When at last I finished the waitress came over and offered me dessert. ‘How about a piece of pie? We’ve got blueberry, blackberry, raspberry, boysenberry, huckleberry, whortleberry, cherry berry, hair berry, chuckberry and berry-berry.’

‘Gosh, no thanks, I’m too full,’ I said placing my hands on my stomach. I looked as if I had stuffed a pillow under my shirt.

‘Well, how about some ice-cream? We’ve got chocolate chip, chocolate fudge, chocolate ripple, chocolate-vanilla fudge, chocolate nut fudge, chocolate marshmallow swirl, chocolate mint with fudge chips, and fudge nut with or without chocolate chips.’

‘Have you got just plain chocolate?’

‘No, I’m afraid there’s not much call for that.’

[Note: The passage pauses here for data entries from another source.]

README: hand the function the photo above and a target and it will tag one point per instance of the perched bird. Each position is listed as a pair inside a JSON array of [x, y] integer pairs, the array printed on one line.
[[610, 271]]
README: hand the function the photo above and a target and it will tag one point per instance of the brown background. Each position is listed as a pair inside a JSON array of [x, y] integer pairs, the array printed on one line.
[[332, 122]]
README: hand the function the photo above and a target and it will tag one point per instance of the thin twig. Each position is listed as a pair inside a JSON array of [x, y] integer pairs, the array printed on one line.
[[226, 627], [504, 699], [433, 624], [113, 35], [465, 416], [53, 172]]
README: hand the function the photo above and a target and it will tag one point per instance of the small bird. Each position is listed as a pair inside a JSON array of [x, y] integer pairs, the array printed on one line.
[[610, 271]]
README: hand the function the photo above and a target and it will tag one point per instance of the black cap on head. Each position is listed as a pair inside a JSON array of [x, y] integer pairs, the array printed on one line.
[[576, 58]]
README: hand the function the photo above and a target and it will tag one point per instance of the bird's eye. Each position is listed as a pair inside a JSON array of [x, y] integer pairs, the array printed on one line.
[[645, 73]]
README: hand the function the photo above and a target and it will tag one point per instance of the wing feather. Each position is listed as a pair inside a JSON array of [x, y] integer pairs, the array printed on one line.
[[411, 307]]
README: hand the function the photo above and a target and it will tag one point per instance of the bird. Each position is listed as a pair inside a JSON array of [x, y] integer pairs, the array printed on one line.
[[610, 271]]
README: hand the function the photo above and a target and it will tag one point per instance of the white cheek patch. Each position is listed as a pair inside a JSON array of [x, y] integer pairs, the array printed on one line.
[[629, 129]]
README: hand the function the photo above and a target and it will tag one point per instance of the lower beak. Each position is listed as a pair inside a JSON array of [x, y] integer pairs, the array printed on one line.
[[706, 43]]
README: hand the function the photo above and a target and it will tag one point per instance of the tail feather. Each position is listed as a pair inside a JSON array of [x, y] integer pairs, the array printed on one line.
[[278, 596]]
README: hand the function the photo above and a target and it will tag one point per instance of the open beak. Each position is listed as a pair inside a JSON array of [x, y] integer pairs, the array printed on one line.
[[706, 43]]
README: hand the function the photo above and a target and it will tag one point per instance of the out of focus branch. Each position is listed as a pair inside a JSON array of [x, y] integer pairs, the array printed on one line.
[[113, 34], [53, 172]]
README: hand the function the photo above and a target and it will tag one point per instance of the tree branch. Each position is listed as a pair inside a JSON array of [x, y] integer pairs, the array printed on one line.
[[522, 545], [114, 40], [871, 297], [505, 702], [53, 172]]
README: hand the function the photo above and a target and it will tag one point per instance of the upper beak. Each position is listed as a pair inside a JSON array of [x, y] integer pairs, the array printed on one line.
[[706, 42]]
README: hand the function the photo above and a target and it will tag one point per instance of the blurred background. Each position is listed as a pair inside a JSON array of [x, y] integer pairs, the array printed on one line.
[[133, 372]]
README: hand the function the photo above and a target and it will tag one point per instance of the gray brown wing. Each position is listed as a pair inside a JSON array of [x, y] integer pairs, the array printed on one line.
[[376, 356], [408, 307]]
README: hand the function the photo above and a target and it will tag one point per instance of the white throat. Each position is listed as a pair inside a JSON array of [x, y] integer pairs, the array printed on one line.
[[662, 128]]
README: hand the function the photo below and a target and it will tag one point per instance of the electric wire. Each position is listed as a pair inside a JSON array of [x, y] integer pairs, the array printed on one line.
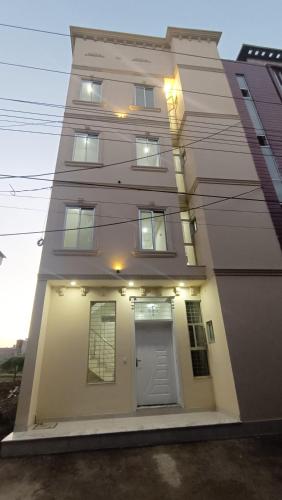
[[24, 233]]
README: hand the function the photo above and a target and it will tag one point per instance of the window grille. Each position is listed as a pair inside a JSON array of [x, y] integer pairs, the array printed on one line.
[[266, 150], [198, 342], [102, 333]]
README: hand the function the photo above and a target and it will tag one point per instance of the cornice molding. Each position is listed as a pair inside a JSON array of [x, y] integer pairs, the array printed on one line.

‘I don’t think I’ll have anything then.’

‘Well, how about a piece of cake. We’ve got—’

‘Really, no thank you.’

‘A cup of coffee?’

‘No thank you.’

‘You sure now?’

‘Yes, thank you.’

‘Well, I’ll just get you a little more water then,’ and she was off for the water jug before I could get her to give me my bill. The people at the next table watched this with interest and smiled a smile that said ‘We are completely off our heads. How are you?’

Afterwards, I had a walk around the town – that is to say, I walked up one side of the street and down the other. For the size of place it was a nice town. It had two bookstores, a picture gallery, a gift shop, a movie-house. People on the sidewalk smiled at me as I passed. This was beginning to worry me. Nobody, even in America, is
that
friendly. What did they want from me? Up at the far end of the street there was a BP service station, the first one I had seen in America. Feeling vaguely homesick for Blighty, I walked up to have a look at it and was disappointed to see that there wasn’t anything particularly British about it. The guy behind the counter wasn’t even wearing a turban. When he saw me looking in the window he smiled at me with the same strange, unsettling smile. Suddenly I realized what it was – it was the look of someone from outer space, that odd, curiously malevolent B-movie smile of a race of interplanetary creatures who have taken over a small town in the middle of nowhere as their first step towards becoming . . .
Earth Masters
. I know this sounds improbable, but crazier things have happened – look who was in the White House, for Christ’s sake. As I strolled back to the motel, I gave everyone I passed that same eerie smile, thinking I ought to keep on their good side, just in case. ‘And you never know,’ I remarked to myself in a low voice, ‘if they do take over the planet, there might be some openings for a guy of your talents.’

* * *

In the morning I got up very early to a day that promised splendour. I peered out of my motel window. A pink dawn was spilled across the sky. I dressed quickly and hit the road before Littleton had even begun to stir. A few miles out of town I crossed the state line. Vermont presented an altogether greener, tidier prospect than New Hampshire. The hills were fat and soft, like a sleeping animal. The scattered farms looked more prosperous and the meadows climbed high up the rolling hillsides, giving the valleys an alpine air. The sun was soon high and warm. On a ridge overlooking an expanse of hazy foothills, I passed a sign that said
PEACHAM, SETTLED
1776 and beyond that stood a village. I parked beside a red general store and got out to have a look around. There was no-one about. Presumably the people of Littleton had come in the night and taken them off to the planet Zog.